In the evening I went to college, where I had the subject I had been studying during the afternoon. The teacher showed us a few videos of Pavlov’s experiments with dogs, Watson’s inhuman experiments with a baby boy called Albert, and Skinner’s experiments with trained birds. It was a pretty interesting class, but the teacher claimed that the best part of the course is what she’ll be teaching us next week. Now I’m intrigued and feel like a nerd because I really want it to be Monday again!

In other news, there was a summoning in the volunteer group for the April 2nd campaign. We are going to go to a public event to raise awareness about autism (I can’t believe the lack of it we have in my country). So I have many things to look forward to and it seems I will have reasons to stay active for the next couple of days.

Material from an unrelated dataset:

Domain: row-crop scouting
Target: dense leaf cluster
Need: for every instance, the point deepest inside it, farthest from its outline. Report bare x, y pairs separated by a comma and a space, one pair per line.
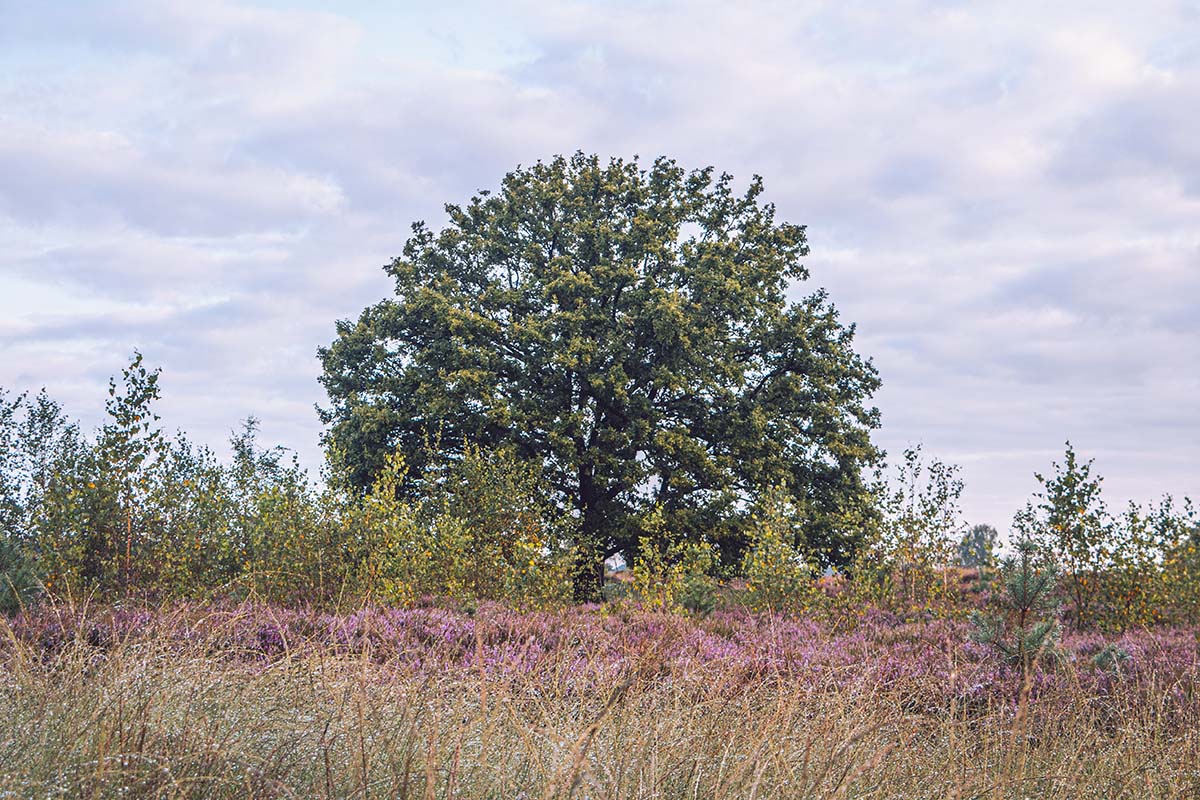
631, 331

The featured image is the last painting I finished in the year 2016. It is a “fantasy version” of the bridge painting. I wanted to represent the way I felt the day I saw that bridge. It was my last day in a trip to London; I was traveling by myself and far away from home. I had moments when I felt happy, confident and independent, but there were also times of anxiety, fears and crying. So I painted trees of different lively colors and made the lake into a sea full of ways to show the intensity of the different emotions I had felt that day. I think this picture is still relevant to my life today: I’m still in my journey towards independence, I still have happy, active and confident moments, and I still have awful anxiety-provoked crying episodes. I haven’t changed much in the last two years.